The Times Tables War: What Finally Worked in Our House (After Everything Else Failed)

The times tables war in our house lasted fourteen months. Fourteen months. My son is not unintelligent. He is not even particularly maths-averse — this was before the anxiety set in. He simply could not commit the times tables to memory, and I could not understand why, and the gap between his inability and my incomprehension drove both of us to the edge of reason.

Let me tell you about the six approaches we tried. Five of them failed. One of them worked.

Method 1: Traditional drilling. Failed.

This is how I learned times tables. You sit down, you say "six times seven is forty-two" out loud, repeatedly, until it is in your head. I tried this first because it was what I knew. We did fifteen-minute drilling sessions every morning before school for three weeks. He could recite them in sequence. He could not retrieve them out of sequence, which is the only form in which they are useful. "What is seven times eight?" — pause, count on fingers, work backwards from a sequence he'd memorised. No use. Drilling had built a ladder he could only climb from the bottom.

Method 2: Times tables songs. Failed.

There are YouTube videos. There are many YouTube videos. We watched them. He liked some of the songs. He can, to this day, sing you a song about the nine times table. He cannot use the nine times table. The song is stored somewhere entirely separate from the mathematical function. I have no scientific explanation for this but I observed it empirically.

Method 3: Times tables apps. Mostly failed.

We tried three apps over several months. The apps were visually engaging. He was good at the apps, in the sense that app-completion metrics went up. On a written test, performance was unchanged. The apps had trained him to respond correctly in the app environment — with sounds, colours, visual cues — but that learning did not transfer to a silent classroom. Possibly this is a specific-learning-environment problem. Possibly the apps were just games with a thin educational coating. Either way: no transfer.
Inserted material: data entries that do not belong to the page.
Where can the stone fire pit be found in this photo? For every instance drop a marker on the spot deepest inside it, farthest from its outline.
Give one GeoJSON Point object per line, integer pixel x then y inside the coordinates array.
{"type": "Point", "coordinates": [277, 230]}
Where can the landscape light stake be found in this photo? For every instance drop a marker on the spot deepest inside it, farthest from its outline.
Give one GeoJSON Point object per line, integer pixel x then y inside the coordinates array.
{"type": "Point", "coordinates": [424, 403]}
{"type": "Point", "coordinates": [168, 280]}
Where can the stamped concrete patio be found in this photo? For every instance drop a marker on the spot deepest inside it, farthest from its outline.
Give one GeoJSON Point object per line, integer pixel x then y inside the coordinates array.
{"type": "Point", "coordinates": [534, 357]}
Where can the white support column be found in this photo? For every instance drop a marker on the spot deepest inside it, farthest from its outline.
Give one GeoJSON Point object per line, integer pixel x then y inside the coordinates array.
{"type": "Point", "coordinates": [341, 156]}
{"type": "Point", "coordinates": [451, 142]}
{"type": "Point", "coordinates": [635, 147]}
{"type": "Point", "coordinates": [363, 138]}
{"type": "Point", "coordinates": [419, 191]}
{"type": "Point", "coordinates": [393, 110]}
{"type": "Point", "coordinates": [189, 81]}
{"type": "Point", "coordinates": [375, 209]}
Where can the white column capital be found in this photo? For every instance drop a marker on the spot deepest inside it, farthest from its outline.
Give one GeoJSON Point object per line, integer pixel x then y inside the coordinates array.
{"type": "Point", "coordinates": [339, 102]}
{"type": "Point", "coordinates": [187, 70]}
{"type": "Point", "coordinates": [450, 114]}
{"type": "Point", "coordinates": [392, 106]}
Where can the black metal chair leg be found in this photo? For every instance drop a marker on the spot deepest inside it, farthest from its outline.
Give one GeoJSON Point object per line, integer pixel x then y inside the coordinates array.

Method 4: Times table grid on the wall. Partially failed.

I printed a large times table grid and put it above his desk. The idea: passive exposure adds up. What actually happened: he used it as a reference tool and stopped trying to memorise anything, because the answer was always on the wall. I had accidentally created a crutch. Removed the grid. He was furious. His recall was still no better.

Method 5: Rewarding correct answers with points and prizes. Failed expensively.

I set up a chart system. Every correct answer in a random-order quiz was a point. Every ten points was a small reward. He was motivated — briefly, furiously motivated — to get points, and he worked out that the most efficient strategy was to memorise the smallest times tables (two, five, ten) extremely well and attempt the others as guesses. His incentive optimisation was impressive and entirely beside the point. He had gamed my system. I was frustrated and also, privately, a little proud.

Method 6: The thing that worked.

A friend — whose son had gone through the same battle a year earlier — told me about a specific approach: break the tables into groups, spend one week on each group, do very short sessions (three minutes, not fifteen), and crucially, only ever practise with random-order cards so that the recall is always non-sequential from day one.

The specific detail that made the difference: my friend said her son's tutor had explained that the problem with sequential learning is that the number pair "six times seven" doesn't live in the brain next to "forty-two" — it lives as a sequence that starts from "six times one." To retrieve "six times seven" quickly, you need a direct association, not a chain you have to walk down every time. The only way to build the direct association is to practise the retrieval non-sequentially, every time, from the very beginning.

We made physical cards. Old-fashioned index cards, not an app. One question per card, random order every time, timed with a two-second limit per card. Short sessions. Three minutes, twice a day. The two-second limit was important — it forced him to either know it or skip it, preventing the counting-up behaviour he defaulted to.

Six weeks later: fluent times tables. Not perfect — the sevens still sometimes cause a moment of hesitation — but fluent. Genuinely retrieved, not calculated.

Why does this battle feel so outsized in Hong Kong specifically? I think it's because the primary maths curriculum here moves fast and the times tables are foundational infrastructure. If a child is still calculating six times eight by adding six eight times, they have no working memory left for the actual problem. The tables need to be automatic. The school assumes fluency by P3. If a child doesn't have it, every subsequent maths lesson is harder than it needs to be, and the problem compounds.

We fought this battle for fourteen months. Six weeks of the right method resolved it. I have complicated feelings about that arithmetic.

The cards are still in a drawer. I'm keeping them.